Within days of the announcement of the measures last month, an unnamed Australian firm applied to set up its regional HQ in Thailand - the only one so far, said Somprasong Khomapat, a director at the country's Board of Investments. The incentives are to be formalised in a royal decree next month.
Speakers at the conference urged Thailand to grant an exemption from capital gains tax, to bring the country in line with its competitors. Secondly, the Thais lag behind in the area of corporate taxation - they allow regional HQs to carry forward losses for only five years, whereas the other three countries allow carry forwards indefinitely, making life easier for companies making losses. A third area of concern is Thailand's value-added tax, which stands at 7 per cent for non-export services, while export services are exempt. In contrast, Singapore is more liberal, allowing an exemption if a service is provided for the benefit of a company outside the country, or a 3 per cent tax if a service is provided to an entity within.
Fourthly, the flat 15% personal income tax rate offered to expatriate staff, although reduced from the headline 37% rate. is available for only two years.
Announcing the new regime last month, Finance Minister Somkid Jatusripitak said the new package was part of the government's aim to balance the country's intake of local and foreign investment.

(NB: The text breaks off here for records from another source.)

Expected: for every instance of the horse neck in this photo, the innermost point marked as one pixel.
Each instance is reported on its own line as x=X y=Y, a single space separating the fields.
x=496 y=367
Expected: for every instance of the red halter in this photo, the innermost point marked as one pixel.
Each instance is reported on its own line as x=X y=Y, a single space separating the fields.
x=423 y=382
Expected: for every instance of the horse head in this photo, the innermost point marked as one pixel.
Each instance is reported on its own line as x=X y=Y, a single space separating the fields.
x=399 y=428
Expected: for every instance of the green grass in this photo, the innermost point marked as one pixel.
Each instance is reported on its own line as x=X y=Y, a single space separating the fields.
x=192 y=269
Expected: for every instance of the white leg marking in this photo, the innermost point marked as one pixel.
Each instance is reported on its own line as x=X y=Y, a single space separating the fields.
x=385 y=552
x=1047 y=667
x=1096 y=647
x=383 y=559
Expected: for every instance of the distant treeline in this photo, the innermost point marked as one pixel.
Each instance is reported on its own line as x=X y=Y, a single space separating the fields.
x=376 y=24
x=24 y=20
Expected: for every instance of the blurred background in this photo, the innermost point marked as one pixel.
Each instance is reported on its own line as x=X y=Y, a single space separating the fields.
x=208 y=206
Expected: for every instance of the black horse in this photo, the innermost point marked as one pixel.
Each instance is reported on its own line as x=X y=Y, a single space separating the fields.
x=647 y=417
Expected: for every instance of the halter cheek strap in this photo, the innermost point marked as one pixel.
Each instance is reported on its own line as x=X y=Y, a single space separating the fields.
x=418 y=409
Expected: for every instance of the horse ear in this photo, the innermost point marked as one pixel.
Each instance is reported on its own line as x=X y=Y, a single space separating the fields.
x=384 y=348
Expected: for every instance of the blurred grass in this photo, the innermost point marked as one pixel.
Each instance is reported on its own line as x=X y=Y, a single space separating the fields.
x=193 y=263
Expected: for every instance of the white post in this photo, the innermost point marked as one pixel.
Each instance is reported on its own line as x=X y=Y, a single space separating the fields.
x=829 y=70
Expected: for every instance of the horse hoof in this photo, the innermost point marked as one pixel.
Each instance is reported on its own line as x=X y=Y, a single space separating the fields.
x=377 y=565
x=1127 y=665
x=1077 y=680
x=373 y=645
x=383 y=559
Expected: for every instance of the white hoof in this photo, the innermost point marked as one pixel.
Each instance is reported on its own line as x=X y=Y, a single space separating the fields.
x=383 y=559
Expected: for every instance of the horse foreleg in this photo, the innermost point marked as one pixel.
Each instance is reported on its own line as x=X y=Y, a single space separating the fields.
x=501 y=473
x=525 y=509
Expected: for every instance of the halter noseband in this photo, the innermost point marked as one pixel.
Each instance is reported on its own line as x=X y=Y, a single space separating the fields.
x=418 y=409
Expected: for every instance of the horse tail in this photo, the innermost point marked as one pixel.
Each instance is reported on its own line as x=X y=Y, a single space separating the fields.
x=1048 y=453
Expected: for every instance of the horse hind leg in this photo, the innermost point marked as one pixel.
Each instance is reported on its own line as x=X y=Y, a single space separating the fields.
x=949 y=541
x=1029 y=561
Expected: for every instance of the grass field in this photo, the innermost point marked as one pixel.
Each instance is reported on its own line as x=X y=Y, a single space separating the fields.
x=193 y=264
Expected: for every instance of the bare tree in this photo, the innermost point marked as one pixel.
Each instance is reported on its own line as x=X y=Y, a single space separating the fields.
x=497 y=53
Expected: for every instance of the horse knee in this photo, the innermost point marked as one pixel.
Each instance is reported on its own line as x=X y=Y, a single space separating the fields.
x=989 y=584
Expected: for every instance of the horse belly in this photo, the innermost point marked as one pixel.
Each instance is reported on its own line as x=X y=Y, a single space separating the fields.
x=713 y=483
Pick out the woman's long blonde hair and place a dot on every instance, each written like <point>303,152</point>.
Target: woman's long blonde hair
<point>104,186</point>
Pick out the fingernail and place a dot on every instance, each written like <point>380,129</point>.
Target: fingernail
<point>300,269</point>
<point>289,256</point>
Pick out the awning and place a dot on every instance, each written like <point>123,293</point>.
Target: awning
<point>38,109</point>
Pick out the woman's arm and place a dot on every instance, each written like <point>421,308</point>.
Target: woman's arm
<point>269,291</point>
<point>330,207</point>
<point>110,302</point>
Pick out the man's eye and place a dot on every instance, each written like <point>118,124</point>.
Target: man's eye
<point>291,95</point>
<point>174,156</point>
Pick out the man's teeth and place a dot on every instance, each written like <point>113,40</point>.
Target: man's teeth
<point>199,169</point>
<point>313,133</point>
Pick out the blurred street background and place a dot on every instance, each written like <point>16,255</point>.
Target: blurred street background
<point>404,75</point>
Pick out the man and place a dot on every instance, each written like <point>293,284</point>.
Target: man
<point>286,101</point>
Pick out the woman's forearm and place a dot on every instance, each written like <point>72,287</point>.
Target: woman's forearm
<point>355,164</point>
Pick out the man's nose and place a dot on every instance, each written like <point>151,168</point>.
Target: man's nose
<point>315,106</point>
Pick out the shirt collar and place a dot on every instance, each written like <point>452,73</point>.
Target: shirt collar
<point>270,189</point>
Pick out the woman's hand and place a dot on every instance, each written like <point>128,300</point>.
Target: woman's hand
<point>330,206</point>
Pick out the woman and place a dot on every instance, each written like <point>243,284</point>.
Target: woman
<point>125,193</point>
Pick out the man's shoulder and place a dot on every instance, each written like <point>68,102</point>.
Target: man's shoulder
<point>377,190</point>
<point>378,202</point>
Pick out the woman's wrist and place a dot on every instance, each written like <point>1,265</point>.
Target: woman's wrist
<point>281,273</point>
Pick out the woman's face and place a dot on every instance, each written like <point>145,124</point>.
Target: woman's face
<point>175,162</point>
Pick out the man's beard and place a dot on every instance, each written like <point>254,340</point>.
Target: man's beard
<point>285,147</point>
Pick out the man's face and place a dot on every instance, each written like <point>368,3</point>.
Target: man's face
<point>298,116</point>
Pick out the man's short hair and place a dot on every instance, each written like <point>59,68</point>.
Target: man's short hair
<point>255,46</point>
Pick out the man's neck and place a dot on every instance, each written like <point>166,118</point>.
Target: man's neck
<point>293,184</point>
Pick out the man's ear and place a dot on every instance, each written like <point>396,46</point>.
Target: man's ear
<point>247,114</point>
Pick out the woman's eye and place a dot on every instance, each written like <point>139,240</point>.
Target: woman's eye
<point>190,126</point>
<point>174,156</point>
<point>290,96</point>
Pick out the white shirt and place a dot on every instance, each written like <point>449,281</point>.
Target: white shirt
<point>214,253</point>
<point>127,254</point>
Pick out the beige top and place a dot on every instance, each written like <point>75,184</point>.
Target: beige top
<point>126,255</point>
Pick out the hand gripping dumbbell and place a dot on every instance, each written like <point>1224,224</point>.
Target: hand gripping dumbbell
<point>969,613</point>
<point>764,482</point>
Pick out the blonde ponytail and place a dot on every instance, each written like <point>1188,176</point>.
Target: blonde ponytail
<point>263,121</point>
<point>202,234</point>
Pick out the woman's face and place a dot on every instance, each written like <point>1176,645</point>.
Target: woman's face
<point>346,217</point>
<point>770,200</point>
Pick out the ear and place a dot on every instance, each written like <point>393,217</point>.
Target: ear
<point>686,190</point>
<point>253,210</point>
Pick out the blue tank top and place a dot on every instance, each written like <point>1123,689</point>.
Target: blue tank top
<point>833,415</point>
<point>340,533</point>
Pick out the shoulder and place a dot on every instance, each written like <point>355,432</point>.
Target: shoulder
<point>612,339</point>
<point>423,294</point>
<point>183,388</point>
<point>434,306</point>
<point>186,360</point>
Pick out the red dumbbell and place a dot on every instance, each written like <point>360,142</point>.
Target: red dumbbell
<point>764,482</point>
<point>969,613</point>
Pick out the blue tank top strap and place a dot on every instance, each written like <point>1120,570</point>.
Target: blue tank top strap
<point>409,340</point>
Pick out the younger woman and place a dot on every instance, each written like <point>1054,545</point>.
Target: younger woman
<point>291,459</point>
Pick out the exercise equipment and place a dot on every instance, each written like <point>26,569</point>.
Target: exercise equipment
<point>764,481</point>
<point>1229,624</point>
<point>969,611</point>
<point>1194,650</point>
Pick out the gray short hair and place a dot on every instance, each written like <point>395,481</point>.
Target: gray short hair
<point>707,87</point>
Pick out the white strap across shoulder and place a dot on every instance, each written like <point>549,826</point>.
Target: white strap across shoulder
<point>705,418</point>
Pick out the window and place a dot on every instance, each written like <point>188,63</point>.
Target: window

He claimed it would offer the most sweeping incentives in the region to firms to set up regional operating headquarters in Thailand, outstripping incentives on offer in Singapore and Malaysia.
Dr Somkid said the new incentives would apply to both existing regional headquarters in Thailand and new firms, and that the package had been drawn up following consultations with foreign multinationals and trade groups.
Regional operating headquarters must be set up under Thai law, and companies must have a paid-up capital base of at least 10 million baht, with the headquarters offering services to group subsidiaries or branches in no fewer than three other countries. At least half of the headquarters' earnings must be derived from overseas operations, although this requirement will be reduced to one-third for the first three years.